Around this time, the city council decided that it would offer special closed-session swimming lessons to small groups of adults who wanted to learn but had a crushing fear of water. It was decided by the pool manager that I would run the class on Tuesday nights. I thought this was a nod to my expertise and maturity, but it just turned out that nobody else wanted to do it.
My first group consisted of six adults of varying ages; the youngest was 23, the oldest 79. During the first session, we sat on the poolside and talked about their experiences. Flora, the oldest, had a lifelong desire to learn but had never had the opportunity; work and family had consumed her life (nobody in her family apart from her grandchildren could swim). Many of them had lived through traumatic childhood incidents – one had been pushed into a river, another had been humiliated during a family seaside holiday.

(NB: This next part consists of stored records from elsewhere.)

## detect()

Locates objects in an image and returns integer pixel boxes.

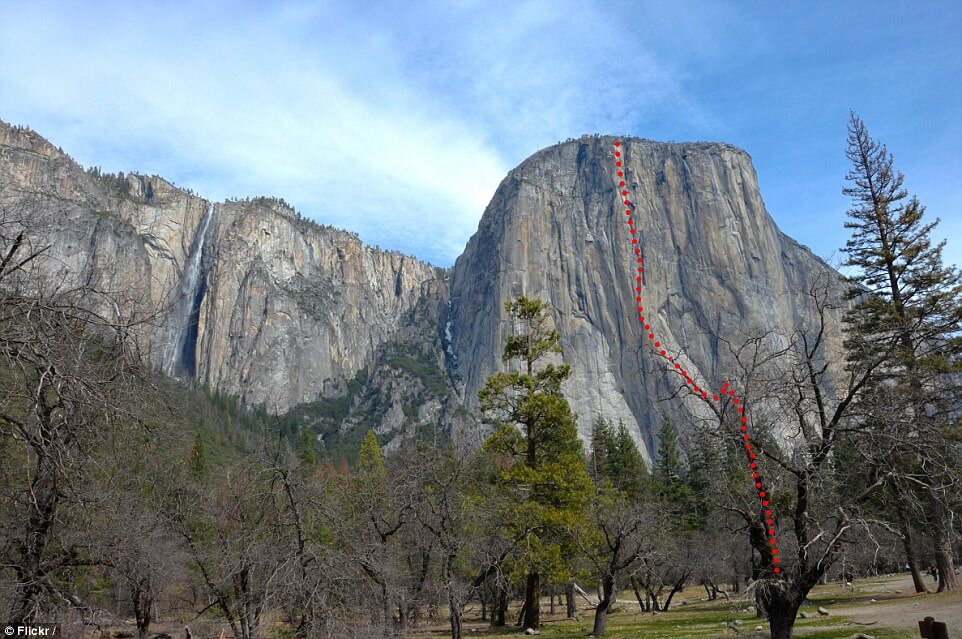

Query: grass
[409,574,936,639]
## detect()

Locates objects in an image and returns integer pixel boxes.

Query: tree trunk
[897,504,928,593]
[565,582,576,618]
[591,575,614,637]
[629,577,648,613]
[448,600,463,639]
[768,606,798,639]
[757,583,801,639]
[929,491,959,592]
[903,535,928,594]
[132,584,153,639]
[522,572,541,629]
[663,576,685,611]
[493,584,508,627]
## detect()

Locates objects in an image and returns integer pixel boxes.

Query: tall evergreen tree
[842,112,962,591]
[654,417,684,489]
[478,296,592,630]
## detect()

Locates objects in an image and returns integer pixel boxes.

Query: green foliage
[842,112,962,381]
[382,344,451,399]
[296,426,318,469]
[654,417,684,487]
[478,296,592,589]
[187,432,210,480]
[589,417,647,497]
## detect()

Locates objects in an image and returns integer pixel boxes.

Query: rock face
[446,135,846,461]
[2,123,847,457]
[0,121,445,418]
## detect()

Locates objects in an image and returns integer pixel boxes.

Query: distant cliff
[1,122,847,458]
[445,135,847,462]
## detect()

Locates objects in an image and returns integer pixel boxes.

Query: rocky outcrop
[446,135,847,462]
[2,122,847,458]
[0,121,445,416]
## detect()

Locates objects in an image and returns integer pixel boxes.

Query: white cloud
[0,1,526,264]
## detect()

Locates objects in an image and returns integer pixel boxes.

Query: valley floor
[409,573,961,639]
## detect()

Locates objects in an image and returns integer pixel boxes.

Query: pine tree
[296,426,318,469]
[654,417,683,488]
[479,296,592,630]
[588,418,647,497]
[842,112,962,591]
[187,432,209,480]
[589,416,615,483]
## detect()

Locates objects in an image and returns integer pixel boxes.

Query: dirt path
[825,573,962,633]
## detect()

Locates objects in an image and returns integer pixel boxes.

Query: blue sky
[1,1,960,268]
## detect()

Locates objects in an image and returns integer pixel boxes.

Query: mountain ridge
[0,120,848,459]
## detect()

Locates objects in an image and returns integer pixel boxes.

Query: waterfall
[162,203,215,376]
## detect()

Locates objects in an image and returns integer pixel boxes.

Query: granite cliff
[445,135,847,461]
[1,123,846,458]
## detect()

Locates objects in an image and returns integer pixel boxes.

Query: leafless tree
[0,199,151,624]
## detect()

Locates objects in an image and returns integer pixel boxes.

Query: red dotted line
[612,140,781,576]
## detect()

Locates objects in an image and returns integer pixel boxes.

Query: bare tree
[0,200,150,623]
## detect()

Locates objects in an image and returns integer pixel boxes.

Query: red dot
[635,285,641,291]
[632,239,637,244]
[674,363,681,369]
[743,435,750,441]
[766,509,772,515]
[742,417,748,423]
[615,151,621,157]
[712,395,719,401]
[774,567,781,574]
[618,171,623,177]
[634,249,640,254]
[702,391,708,398]
[614,141,621,147]
[619,181,625,186]
[733,398,740,405]
[654,341,660,347]
[752,473,759,479]
[648,333,655,339]
[616,161,622,167]
[644,324,650,329]
[661,350,667,356]
[694,385,700,392]
[750,463,757,469]
[622,190,628,196]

It requires real courage to share your fear and shame with a stranger, and learning to swim also requires you to undress, all your vulnerabilities shrink-wrapped into a singular experience. For that reason, there were no spectators. During those evening sessions, the pool was silent and still, the lights to the spectator gallery dimmed, the building transformed into a temple of tranquillity.

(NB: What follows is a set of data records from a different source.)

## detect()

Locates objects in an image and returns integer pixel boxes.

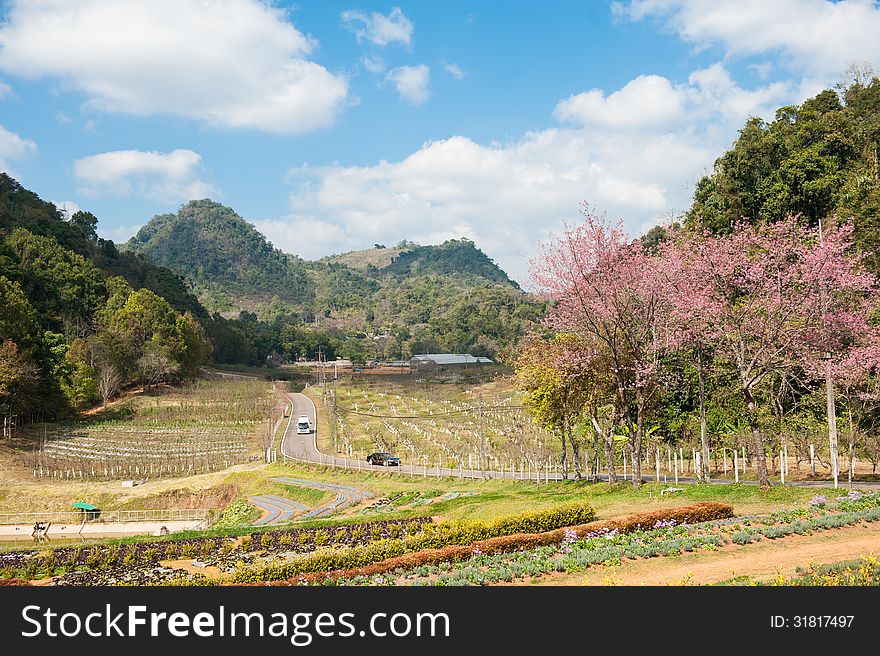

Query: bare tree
[137,350,180,390]
[98,364,122,407]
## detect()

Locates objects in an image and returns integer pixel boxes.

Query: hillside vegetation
[0,174,212,422]
[127,200,314,311]
[127,203,543,362]
[688,78,880,270]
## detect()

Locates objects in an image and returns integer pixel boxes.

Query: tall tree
[666,218,876,487]
[531,207,668,488]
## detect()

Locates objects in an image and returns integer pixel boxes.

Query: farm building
[409,353,493,374]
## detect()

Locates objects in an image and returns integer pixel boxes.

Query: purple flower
[653,518,678,529]
[472,546,483,556]
[810,494,826,507]
[561,528,579,546]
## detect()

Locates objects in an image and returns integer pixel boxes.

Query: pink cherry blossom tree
[530,206,668,488]
[666,217,876,487]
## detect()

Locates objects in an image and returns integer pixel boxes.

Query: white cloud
[361,54,386,74]
[385,64,430,105]
[443,62,466,80]
[613,0,880,79]
[55,111,71,124]
[0,80,11,99]
[341,7,413,46]
[73,149,219,204]
[556,65,791,131]
[53,200,80,218]
[555,75,685,129]
[0,0,348,134]
[98,223,143,244]
[260,63,799,282]
[0,123,36,172]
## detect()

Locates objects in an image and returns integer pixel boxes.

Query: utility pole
[820,219,839,489]
[478,395,486,480]
[318,346,327,402]
[332,373,338,454]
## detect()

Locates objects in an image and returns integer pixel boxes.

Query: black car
[366,452,401,466]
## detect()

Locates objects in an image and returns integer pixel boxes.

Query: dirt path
[531,522,880,586]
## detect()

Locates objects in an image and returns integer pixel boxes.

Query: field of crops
[316,376,879,483]
[320,378,560,471]
[31,380,279,480]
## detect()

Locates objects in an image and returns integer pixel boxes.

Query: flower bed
[0,517,434,582]
[245,502,731,585]
[234,501,599,583]
[322,495,880,587]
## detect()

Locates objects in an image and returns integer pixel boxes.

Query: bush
[235,502,604,583]
[244,502,732,586]
[214,500,257,528]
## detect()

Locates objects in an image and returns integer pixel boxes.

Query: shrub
[235,501,607,583]
[214,500,257,528]
[249,502,731,586]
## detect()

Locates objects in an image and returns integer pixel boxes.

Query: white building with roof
[409,353,493,373]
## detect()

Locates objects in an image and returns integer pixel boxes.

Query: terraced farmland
[31,380,278,480]
[319,378,560,471]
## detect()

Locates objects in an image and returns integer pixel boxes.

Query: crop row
[0,517,434,581]
[332,494,880,586]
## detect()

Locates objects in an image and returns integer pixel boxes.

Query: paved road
[280,392,880,491]
[249,495,309,525]
[270,477,372,519]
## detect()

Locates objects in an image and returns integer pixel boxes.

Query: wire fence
[0,508,213,526]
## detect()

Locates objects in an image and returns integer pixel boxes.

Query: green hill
[324,238,518,288]
[687,77,880,271]
[0,174,213,420]
[127,200,314,311]
[125,202,541,361]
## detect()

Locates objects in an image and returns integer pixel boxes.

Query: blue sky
[2,0,880,283]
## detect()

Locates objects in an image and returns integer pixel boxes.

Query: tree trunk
[568,424,583,480]
[632,388,644,489]
[592,413,616,484]
[698,346,710,482]
[590,430,600,482]
[559,425,568,481]
[826,360,839,488]
[744,387,770,487]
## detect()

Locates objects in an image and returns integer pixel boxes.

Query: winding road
[279,391,880,490]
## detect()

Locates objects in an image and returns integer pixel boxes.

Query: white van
[296,415,311,434]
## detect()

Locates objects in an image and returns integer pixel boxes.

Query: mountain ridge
[126,200,521,316]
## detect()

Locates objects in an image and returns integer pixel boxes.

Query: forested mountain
[325,238,518,287]
[687,77,880,270]
[127,200,314,311]
[127,204,542,363]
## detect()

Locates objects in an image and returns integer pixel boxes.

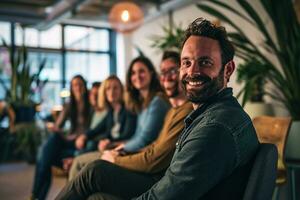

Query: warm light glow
[108,2,144,33]
[121,10,130,22]
[60,89,70,98]
[52,105,63,111]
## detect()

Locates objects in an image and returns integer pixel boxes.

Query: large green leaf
[197,0,300,119]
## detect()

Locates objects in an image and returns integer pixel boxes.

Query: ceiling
[0,0,197,30]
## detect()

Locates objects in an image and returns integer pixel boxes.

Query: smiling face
[105,79,122,105]
[130,61,152,91]
[180,36,232,104]
[71,77,86,100]
[160,58,180,98]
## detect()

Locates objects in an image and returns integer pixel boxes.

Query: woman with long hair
[116,56,170,153]
[68,75,138,180]
[31,75,92,200]
[75,75,137,153]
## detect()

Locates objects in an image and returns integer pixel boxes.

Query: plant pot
[244,102,274,119]
[11,104,36,123]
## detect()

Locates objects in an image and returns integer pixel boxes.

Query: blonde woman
[75,75,137,152]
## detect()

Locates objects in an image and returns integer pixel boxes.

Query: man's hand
[98,139,111,151]
[75,134,87,150]
[101,150,119,163]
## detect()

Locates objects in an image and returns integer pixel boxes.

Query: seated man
[56,18,259,200]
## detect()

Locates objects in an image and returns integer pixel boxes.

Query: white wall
[122,3,243,95]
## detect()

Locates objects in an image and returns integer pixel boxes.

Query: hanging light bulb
[109,2,144,33]
[121,10,130,22]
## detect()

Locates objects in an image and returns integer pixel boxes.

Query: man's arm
[134,124,237,200]
[115,104,192,173]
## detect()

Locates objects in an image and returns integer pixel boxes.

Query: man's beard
[164,80,180,98]
[181,70,225,104]
[168,85,180,98]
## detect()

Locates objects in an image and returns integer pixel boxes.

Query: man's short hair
[92,81,101,88]
[181,18,235,67]
[161,51,180,66]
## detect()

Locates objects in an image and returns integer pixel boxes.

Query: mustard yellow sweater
[114,101,193,173]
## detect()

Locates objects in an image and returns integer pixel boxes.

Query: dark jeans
[32,133,76,200]
[55,160,160,200]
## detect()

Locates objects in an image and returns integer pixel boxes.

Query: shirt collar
[184,87,233,127]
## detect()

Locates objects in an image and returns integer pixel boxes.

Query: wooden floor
[0,162,298,200]
[0,162,66,200]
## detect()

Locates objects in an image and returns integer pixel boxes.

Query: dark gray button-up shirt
[135,88,259,200]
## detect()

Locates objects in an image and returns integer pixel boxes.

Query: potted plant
[0,38,48,124]
[236,58,274,118]
[197,0,300,120]
[0,38,48,162]
[149,22,185,53]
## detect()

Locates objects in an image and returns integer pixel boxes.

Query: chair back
[243,143,278,200]
[284,121,300,165]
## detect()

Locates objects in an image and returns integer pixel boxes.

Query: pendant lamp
[108,1,144,33]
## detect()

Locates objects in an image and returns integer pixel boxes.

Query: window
[40,25,62,48]
[15,25,38,47]
[26,52,63,112]
[15,24,62,48]
[0,21,116,117]
[66,52,109,82]
[28,52,62,81]
[0,47,10,80]
[65,26,109,51]
[64,25,112,84]
[0,47,10,100]
[0,22,10,45]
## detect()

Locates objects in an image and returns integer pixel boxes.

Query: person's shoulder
[208,99,249,122]
[171,102,193,117]
[151,92,170,106]
[198,100,253,136]
[178,101,193,112]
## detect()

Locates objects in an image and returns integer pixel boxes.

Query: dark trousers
[55,160,160,200]
[32,133,76,200]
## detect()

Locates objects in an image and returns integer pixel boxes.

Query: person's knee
[85,160,107,171]
[80,160,110,180]
[68,156,81,180]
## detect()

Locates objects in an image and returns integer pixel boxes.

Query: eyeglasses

By week three, everybody was standing waist-deep in the shallow end of the pool. The challenge was to walk across the 10 metres to the other side, hands clamped to a swim float that I was holding. The tiles underfoot were slippery and losing balance was easy. The last to go was a guy named Raj. He was twice my size and his desire to learn to swim was driven by a need to conquer a fear that had plagued him since childhood. He was dreading this exercise more than anyone else. By week seven, he was swimming, float held in front, legs furiously churning water.

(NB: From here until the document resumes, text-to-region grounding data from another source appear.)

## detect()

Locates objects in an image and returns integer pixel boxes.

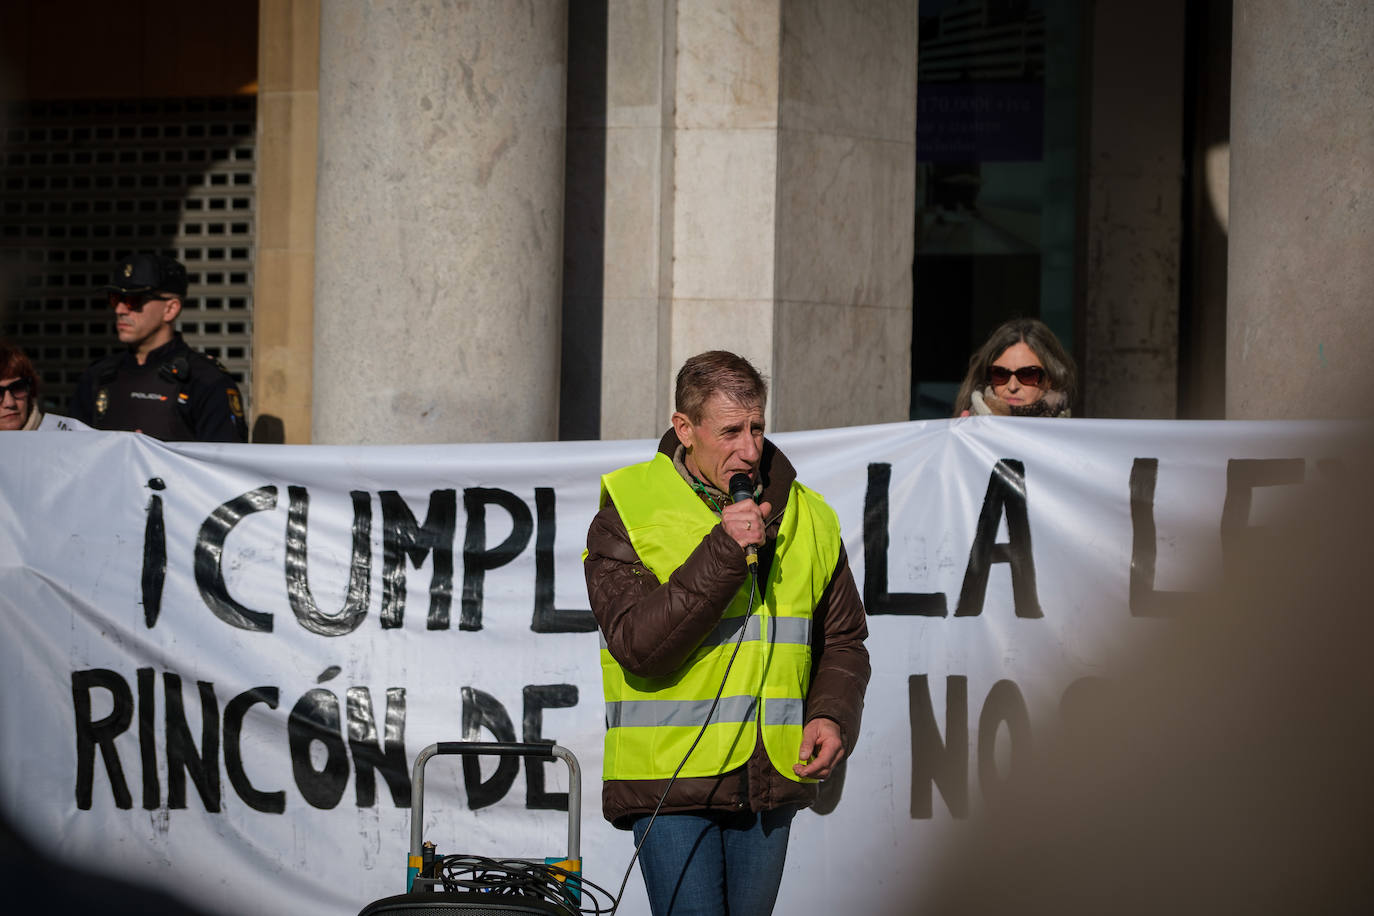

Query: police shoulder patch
[191,349,231,375]
[227,389,243,419]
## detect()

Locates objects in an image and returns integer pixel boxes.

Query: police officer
[70,254,248,442]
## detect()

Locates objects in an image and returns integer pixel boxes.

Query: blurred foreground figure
[0,812,213,914]
[903,430,1374,915]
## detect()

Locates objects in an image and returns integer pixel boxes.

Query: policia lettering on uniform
[69,253,247,442]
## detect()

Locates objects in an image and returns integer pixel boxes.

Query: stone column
[771,0,916,430]
[567,0,914,436]
[1081,0,1186,419]
[313,0,567,443]
[563,0,678,441]
[566,1,914,437]
[665,0,785,427]
[253,0,319,443]
[603,0,678,439]
[667,0,916,432]
[1227,0,1374,419]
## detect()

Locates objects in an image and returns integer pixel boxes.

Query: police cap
[102,253,189,297]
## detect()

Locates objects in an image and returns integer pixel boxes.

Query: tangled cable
[434,854,617,915]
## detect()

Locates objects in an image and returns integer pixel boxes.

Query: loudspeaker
[358,891,572,915]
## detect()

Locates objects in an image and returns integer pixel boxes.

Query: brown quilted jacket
[584,430,870,828]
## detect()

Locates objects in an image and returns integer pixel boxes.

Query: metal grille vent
[1,96,255,415]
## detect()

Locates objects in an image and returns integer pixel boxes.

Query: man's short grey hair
[674,350,768,423]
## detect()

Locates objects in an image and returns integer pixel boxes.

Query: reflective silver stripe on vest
[764,697,806,727]
[698,615,811,649]
[602,615,807,653]
[606,694,757,729]
[770,617,811,646]
[700,614,761,648]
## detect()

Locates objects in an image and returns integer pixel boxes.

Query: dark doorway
[911,0,1086,418]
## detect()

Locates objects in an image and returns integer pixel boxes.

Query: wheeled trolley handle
[406,742,582,893]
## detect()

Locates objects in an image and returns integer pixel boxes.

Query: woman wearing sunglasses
[0,341,43,431]
[953,318,1077,418]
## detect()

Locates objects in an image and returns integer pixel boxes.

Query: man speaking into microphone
[584,350,870,915]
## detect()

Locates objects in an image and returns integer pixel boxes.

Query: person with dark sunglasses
[953,318,1077,418]
[0,342,43,431]
[68,254,247,442]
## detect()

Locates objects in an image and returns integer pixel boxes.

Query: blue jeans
[630,807,797,916]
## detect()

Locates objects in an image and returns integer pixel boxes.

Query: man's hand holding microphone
[724,472,769,573]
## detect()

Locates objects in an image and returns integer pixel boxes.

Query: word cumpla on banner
[0,418,1354,915]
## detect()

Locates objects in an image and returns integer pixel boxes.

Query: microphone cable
[606,563,759,915]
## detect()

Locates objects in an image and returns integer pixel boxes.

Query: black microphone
[728,472,759,574]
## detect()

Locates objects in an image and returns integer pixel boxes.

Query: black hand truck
[357,741,583,916]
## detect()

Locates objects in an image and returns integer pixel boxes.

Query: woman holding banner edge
[953,318,1077,418]
[0,342,43,431]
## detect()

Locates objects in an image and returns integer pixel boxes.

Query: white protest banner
[35,411,91,431]
[0,418,1347,914]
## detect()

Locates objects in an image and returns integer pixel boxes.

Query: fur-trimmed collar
[970,387,1071,418]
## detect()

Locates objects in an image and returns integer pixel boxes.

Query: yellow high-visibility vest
[597,453,841,783]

Week after week I had assured them that one day they would jump into the deep end and swim a full length of the pool, unaided by floats. Nobody believed this was possible; most only wanted to be able to float and tread water. I loved these sessions. Watching somebody slowly overcome a long-ingrained fear was deeply gratifying.
By summer, I had migrated the class to a nearby outdoor pool, a staggeringly beautiful 100-yard lido surrounded by trees. The cold water was a shock but soon the realisation that they were away from the calm, safe privacy of the indoor pool hit them: they were out in the world doing something they could never have imagined themselves doing. It was glorious.
I taught this class for a year before leaving to enrol at college as a mature 23-year-old. I like to think the course was a success and that the council continued with it, but sadly, a year later the pool was partially demolished and a smaller pool built, run by a private contractor. It had all the charm of a shopping-centre gym and there didn’t seem to be any classes for people who had sat too long on the riverbank watching and dreaming.
At its most basic, swimming is about breathing and floating. The rest is just style. If you were lucky enough to learn as a kid, then great; lots of people didn’t get that opportunity to experience the amniotic weightlessness of being in a blue rectangle of water, or feel their toes brush along the pebbled bottom of a slow-moving river. The hard work and willpower it took my class to overcome something so debilitating for such a simple reward stayed with me for the rest of my life. None of them were ever going to swim the Channel, but of course, I never told them that.